What would be a better way? Uniform distributions are actually difficult to get right. As is often the case, the simplest solution is the best: take the list of re-tweeters, and shuffle it (using a Knuth shuffle [4]) based on a random number seed derived from the block hash. You can then give out awards to the top 10 people. The shuffle algorithm has to be known in advance so people don't think that you reorganized the list to award your friends and family, but that's straightforward. And yes, you're still subject to Sybil attacks even with this scheme.

But having announced a particular lottery scheme, can Eric change it on the fly? If this were a smart contract, that would be tantamount to a hard fork!

So, what did we learn from this exercise?

- Deriving fair, unmanipulable randomness from a blockchain is difficult.
- Combining multiple block hashes does not provide any immunity against miner attacks, the last miner is in full control of the outcome.
- If one fixates on unlikely problems, one can miss much more likely ones right under one's nose.
- Striding into a big list with a number that is coprime to the size of the list will not yield a uniform selection. In fact, this scheme exhibits incredible skew, and timing your tweet well can give you a huge advantage over others.
- But the day belongs, as it often does in the short term, to social media trolls and astroturfers.

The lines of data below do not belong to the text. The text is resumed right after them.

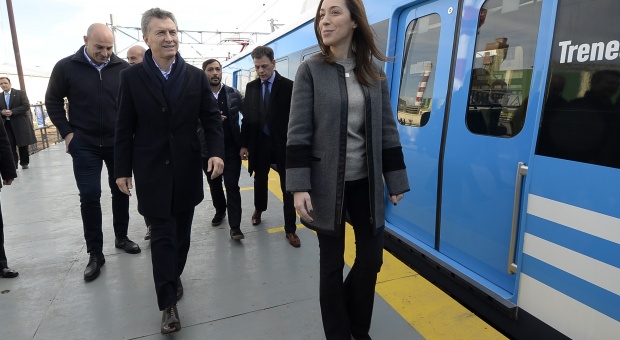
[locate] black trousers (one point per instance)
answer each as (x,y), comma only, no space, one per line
(346,307)
(24,152)
(88,163)
(3,261)
(170,238)
(232,172)
(266,156)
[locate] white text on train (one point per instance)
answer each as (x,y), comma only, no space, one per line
(588,52)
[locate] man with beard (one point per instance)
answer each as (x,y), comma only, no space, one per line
(229,101)
(89,80)
(160,103)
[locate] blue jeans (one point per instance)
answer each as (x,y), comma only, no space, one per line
(87,165)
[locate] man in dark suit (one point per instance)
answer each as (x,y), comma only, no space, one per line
(89,79)
(229,101)
(7,170)
(17,121)
(161,101)
(266,109)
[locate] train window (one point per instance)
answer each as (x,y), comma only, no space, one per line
(581,112)
(417,78)
(502,67)
(282,67)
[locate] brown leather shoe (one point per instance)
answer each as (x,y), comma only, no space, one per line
(170,321)
(293,239)
(256,217)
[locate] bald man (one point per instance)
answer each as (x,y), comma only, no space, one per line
(135,54)
(89,80)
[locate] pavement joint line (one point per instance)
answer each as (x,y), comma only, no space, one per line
(415,315)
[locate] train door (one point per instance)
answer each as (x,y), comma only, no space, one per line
(420,76)
(572,237)
(489,138)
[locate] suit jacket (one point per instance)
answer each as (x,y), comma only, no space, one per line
(279,107)
(159,143)
(7,164)
(234,101)
(21,119)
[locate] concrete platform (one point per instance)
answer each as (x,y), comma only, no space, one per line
(258,288)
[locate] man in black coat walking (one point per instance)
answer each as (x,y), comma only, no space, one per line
(89,80)
(161,100)
(17,122)
(229,102)
(266,109)
(7,170)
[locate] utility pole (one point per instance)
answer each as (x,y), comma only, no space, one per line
(113,31)
(273,25)
(18,59)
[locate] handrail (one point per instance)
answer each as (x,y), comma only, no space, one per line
(521,172)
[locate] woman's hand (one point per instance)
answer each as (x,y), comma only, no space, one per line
(303,204)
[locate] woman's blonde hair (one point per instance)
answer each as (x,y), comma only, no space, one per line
(363,44)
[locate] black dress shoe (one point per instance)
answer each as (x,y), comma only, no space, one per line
(256,217)
(8,273)
(179,289)
(127,245)
(236,234)
(170,321)
(95,262)
(218,218)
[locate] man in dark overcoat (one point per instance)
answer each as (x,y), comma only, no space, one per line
(266,109)
(160,102)
(7,171)
(17,122)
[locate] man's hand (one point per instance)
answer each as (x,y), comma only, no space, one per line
(244,154)
(303,205)
(124,185)
(68,139)
(395,198)
(215,167)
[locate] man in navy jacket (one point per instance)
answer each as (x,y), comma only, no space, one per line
(89,80)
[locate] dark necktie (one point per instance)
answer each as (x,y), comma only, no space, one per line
(7,101)
(265,106)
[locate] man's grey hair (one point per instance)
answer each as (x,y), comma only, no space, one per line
(155,13)
(262,51)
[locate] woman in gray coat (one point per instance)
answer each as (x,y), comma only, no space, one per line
(342,147)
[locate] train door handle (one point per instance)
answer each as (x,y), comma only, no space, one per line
(521,172)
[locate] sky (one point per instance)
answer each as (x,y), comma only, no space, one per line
(49,30)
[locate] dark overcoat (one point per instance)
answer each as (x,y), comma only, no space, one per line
(7,164)
(21,119)
(317,137)
(159,144)
(277,115)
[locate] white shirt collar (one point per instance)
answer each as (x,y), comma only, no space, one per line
(164,73)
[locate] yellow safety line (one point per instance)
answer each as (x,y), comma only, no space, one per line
(433,313)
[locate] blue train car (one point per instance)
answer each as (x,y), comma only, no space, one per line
(509,118)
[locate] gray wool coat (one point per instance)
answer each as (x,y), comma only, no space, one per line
(316,146)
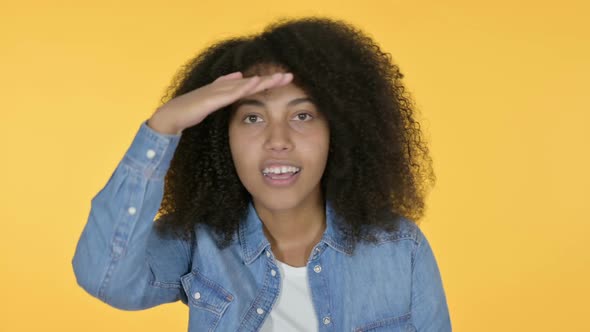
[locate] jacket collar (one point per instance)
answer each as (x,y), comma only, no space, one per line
(253,242)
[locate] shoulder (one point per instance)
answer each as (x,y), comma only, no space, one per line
(405,230)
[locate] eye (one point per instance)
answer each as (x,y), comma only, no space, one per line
(304,116)
(251,117)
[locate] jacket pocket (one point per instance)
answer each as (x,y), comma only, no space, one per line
(207,300)
(394,324)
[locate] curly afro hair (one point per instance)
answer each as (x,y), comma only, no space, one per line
(378,170)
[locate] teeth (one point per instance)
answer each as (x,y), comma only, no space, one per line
(280,170)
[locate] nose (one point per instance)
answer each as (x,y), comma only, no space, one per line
(278,137)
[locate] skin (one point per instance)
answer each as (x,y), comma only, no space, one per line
(267,127)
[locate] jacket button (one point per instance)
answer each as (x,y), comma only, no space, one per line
(150,154)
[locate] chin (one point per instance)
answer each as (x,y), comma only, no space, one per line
(277,202)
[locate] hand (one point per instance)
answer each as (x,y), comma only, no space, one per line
(193,107)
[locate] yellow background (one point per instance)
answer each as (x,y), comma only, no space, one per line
(503,91)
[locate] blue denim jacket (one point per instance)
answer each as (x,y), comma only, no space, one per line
(393,285)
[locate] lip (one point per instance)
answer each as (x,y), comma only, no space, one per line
(278,163)
(281,182)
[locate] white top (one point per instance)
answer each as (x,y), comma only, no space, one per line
(293,311)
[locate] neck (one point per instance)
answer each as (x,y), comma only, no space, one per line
(294,232)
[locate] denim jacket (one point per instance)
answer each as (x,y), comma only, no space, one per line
(393,285)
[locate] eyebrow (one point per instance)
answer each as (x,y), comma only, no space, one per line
(254,102)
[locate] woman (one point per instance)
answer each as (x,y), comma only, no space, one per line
(288,171)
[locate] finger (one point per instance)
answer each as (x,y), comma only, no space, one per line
(229,76)
(267,82)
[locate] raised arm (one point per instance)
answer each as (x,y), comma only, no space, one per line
(119,258)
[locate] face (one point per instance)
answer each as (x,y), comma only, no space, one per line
(281,126)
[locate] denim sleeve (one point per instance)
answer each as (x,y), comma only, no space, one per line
(119,259)
(429,304)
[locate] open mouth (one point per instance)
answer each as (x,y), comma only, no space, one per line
(283,179)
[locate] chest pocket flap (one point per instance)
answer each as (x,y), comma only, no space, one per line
(398,324)
(205,294)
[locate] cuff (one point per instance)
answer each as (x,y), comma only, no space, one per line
(151,152)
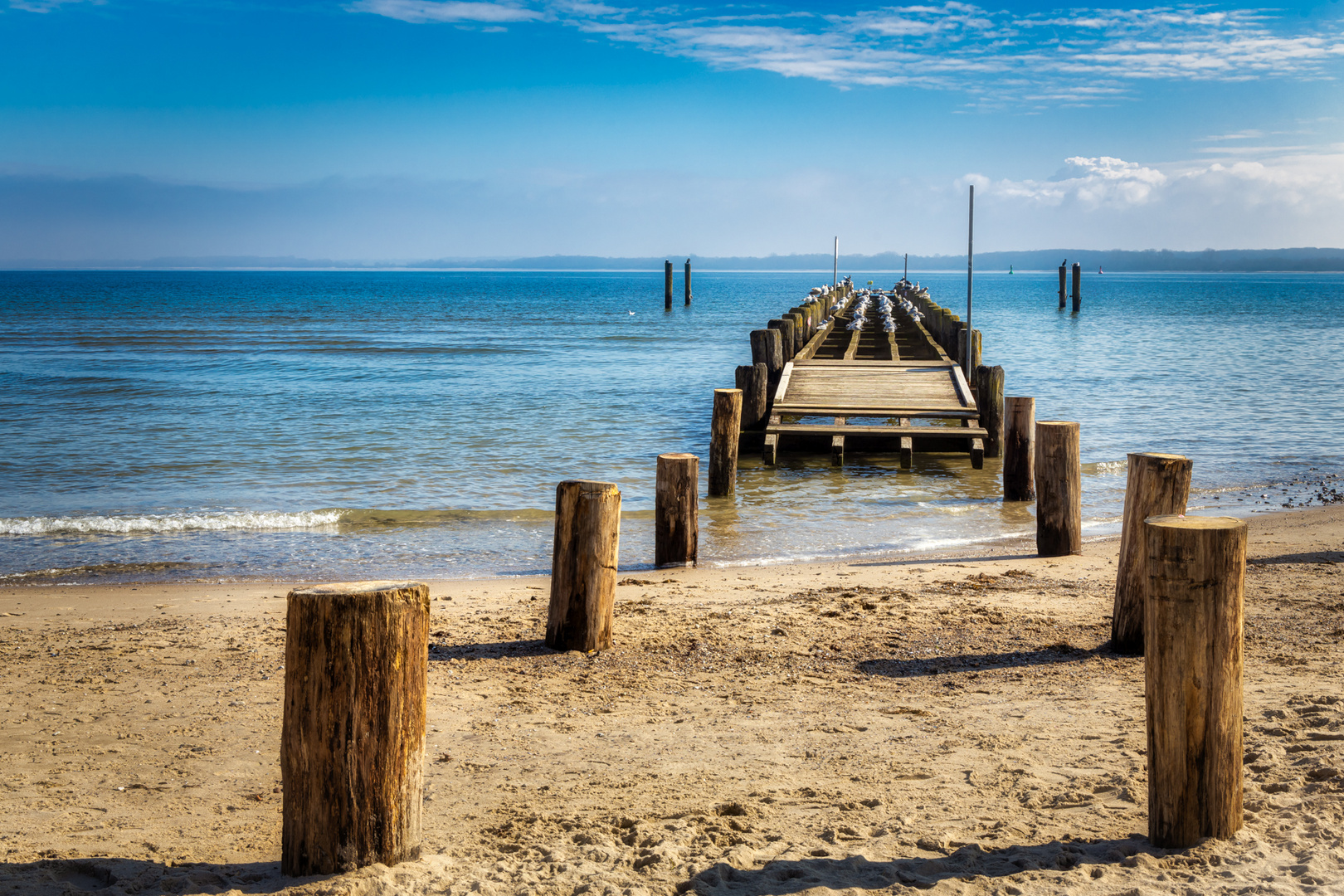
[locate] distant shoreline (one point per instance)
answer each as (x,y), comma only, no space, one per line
(1249,261)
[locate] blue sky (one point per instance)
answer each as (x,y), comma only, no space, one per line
(402,129)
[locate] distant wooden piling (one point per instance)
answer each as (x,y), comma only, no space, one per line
(676,522)
(353,738)
(754,382)
(990,398)
(1192,661)
(723,441)
(1059,514)
(587,533)
(1019,449)
(1157,485)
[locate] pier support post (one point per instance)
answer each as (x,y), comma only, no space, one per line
(353,738)
(1157,485)
(1019,449)
(754,379)
(587,533)
(785,327)
(990,395)
(1192,659)
(1059,514)
(723,441)
(676,520)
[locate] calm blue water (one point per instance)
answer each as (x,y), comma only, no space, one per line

[1] | Actually, as with every Bitcoin related tale these days, this discussion contains, fractally, the entirety of the block size debate within it. |

[2] | Specifically, it's $1340 at the time of this writing, minus $40 to receive the funds, minus another $40 to use them. |

[3] | The "Chinese miners" are almost always lumped together by their nationality as if all of them come from the same mold. Yes, it's inappropriate. |

[4] | Many thanks to Nick Johnson for pointing out that a previous suggestion to use millions of swaps is inefficient and only asymptotically achieves a uniform distribution. Knuth spends considerable time on this topic and provides an efficient solution. |